3. Aux termes du premier alinéa de l’article 32 du décret du 27 février 2015 relatif au Tribunal des conflits et aux questions préjudicielles modifié par le décret n° 2018-928 du 29 octobre 2018 : « (…) lorsque la juridiction est saisie d’un contentieux relatif à l’admission à l’aide sociale tel que défini par le code de l’action sociale et des familles ou par le code de la sécurité sociale, elle transmet le dossier de la procédure, sans préjuger de la recevabilité de la demande, à la juridiction de l’autre ordre de juridiction qu’elle estime compétente par une ordonnance qui n’est susceptible d’aucun recours (…) ». Le premier alinéa de l’article R. 142-10 du code de la sécurité sociale prévoit que : « Le tribunal judiciaire territorialement compétent est celui dans le ressort duquel demeure le demandeur ».
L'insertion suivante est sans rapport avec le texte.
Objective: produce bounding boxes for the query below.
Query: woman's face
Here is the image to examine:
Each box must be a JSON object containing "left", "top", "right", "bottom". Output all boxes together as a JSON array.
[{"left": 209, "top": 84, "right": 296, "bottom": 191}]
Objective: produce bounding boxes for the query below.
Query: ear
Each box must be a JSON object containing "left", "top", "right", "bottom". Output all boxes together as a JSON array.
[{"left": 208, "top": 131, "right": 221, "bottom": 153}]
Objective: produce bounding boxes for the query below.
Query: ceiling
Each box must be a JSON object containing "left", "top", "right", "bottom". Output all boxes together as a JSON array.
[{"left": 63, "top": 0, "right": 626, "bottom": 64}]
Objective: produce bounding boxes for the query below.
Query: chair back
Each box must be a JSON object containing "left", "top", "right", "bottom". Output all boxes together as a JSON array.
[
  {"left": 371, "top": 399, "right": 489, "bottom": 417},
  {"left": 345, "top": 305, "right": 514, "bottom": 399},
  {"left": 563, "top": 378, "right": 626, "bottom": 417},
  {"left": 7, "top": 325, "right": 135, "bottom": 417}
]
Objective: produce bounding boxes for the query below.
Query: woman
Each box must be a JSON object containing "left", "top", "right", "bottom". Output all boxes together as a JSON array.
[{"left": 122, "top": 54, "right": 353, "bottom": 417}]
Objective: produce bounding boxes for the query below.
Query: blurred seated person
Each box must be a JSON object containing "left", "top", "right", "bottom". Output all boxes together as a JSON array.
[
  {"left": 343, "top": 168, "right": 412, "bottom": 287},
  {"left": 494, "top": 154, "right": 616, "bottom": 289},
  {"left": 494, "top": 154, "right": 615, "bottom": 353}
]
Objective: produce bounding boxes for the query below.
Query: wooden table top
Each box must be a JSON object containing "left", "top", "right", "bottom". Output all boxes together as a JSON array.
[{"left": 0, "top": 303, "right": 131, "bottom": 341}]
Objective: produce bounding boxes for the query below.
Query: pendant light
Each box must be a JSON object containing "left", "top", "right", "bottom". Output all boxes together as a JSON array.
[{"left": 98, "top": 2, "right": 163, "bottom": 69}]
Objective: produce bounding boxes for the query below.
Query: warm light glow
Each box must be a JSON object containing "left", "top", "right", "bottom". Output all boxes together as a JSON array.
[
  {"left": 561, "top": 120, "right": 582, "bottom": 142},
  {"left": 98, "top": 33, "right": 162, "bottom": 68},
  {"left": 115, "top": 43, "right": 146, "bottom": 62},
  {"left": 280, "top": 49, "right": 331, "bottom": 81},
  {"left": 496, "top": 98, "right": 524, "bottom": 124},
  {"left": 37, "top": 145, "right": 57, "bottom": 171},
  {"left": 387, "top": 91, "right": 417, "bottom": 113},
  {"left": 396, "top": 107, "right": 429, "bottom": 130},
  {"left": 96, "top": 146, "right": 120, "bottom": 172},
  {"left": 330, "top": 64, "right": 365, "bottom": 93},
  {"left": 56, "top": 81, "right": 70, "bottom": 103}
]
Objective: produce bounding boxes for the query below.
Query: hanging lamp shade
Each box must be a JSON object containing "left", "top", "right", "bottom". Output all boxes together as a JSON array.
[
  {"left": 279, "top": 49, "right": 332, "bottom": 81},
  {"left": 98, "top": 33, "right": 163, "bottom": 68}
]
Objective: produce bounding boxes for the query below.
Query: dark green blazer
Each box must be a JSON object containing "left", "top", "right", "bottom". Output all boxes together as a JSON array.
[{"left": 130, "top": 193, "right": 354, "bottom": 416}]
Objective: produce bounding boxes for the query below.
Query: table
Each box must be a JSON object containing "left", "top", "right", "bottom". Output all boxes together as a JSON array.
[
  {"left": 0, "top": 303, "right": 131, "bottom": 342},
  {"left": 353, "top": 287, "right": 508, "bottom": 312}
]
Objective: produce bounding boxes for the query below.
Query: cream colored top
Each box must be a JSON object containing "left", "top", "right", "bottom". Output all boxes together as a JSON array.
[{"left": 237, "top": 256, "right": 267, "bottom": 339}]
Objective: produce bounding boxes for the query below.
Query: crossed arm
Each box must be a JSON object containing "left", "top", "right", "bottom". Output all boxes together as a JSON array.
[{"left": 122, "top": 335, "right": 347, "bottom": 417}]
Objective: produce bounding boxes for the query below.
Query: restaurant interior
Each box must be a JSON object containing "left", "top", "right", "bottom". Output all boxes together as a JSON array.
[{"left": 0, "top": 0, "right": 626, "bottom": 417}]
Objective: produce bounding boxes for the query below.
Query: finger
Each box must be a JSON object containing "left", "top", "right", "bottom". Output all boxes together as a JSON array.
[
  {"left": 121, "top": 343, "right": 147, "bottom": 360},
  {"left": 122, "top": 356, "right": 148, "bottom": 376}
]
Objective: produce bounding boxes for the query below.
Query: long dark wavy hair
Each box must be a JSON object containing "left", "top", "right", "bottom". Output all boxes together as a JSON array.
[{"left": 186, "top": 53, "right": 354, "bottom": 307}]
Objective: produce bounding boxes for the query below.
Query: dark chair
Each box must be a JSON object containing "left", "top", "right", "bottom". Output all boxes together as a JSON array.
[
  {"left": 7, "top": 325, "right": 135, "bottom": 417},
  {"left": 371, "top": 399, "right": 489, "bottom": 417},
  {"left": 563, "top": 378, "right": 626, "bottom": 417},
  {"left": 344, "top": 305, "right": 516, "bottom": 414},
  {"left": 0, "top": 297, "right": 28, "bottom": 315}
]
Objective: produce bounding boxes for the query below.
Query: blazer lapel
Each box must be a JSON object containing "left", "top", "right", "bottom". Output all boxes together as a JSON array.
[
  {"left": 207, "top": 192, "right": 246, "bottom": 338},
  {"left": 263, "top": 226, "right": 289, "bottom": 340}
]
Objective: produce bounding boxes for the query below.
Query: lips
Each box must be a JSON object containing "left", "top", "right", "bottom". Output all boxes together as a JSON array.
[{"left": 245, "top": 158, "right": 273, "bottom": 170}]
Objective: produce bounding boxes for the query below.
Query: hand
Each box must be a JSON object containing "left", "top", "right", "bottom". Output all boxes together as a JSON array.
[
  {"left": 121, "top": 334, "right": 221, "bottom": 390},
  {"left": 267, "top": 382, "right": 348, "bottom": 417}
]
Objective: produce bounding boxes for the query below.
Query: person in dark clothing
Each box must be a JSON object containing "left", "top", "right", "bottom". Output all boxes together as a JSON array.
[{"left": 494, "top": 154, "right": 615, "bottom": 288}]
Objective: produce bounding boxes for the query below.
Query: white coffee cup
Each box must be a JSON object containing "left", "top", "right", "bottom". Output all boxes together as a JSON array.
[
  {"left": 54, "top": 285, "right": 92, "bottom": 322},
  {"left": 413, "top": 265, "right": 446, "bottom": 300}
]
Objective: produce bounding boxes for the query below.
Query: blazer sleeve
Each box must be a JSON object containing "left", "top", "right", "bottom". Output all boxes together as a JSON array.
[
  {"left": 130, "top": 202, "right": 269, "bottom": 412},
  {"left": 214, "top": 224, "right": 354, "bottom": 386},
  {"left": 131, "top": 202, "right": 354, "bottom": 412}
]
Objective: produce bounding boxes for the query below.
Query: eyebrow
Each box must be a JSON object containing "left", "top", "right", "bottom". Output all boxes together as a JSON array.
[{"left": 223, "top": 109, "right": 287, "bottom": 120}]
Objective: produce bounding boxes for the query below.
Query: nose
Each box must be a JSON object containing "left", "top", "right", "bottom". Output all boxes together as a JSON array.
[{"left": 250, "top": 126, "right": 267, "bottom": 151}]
4. Il résulte de l’ensemble de ces dispositions que les litiges relatifs à la carte mobilité inclusion portant la mention « invalidité » ou « priorité » relèvent de la compétence du juge judiciaire. Il s’ensuit que le tribunal administratif n’est manifestement pas compétent pour connaître de la requête de Mme B.... Il y a lieu par suite, en application du 2° de l’article R. 222-1 du code de justice administrative, de rejeter cette requête comme portée devant une juridiction incompétente pour en connaître et de transmettre le dossier de cette procédure au tribunal judiciaire de Saint-Malo, territorialement compétent.
ORDONNE :
Article 1er : La requête de Mme B... est rejetée comme portée devant une juridiction incompétente pour en connaître.
Article 2 : Le dossier de la requête de Mme B... est transmis au tribunal judiciaire de Saint-Malo (pôle social).
Article 3 : La présente ordonnance sera notifiée à Mme A... B... et au président du tribunal judiciaire de Saint-Malo.
Fait à Rennes, le 24 novembre 2025.
La magistrate désignée,
signé
F. Plumerault
La République mande et ordonne au préfet des Côtes-d’Armor en ce qui le concerne et à tous commissaires de justice à ce requis en ce qui concerne les voies de droit commun, contre les parties privées, de pourvoir à l’exécution de la présente décision.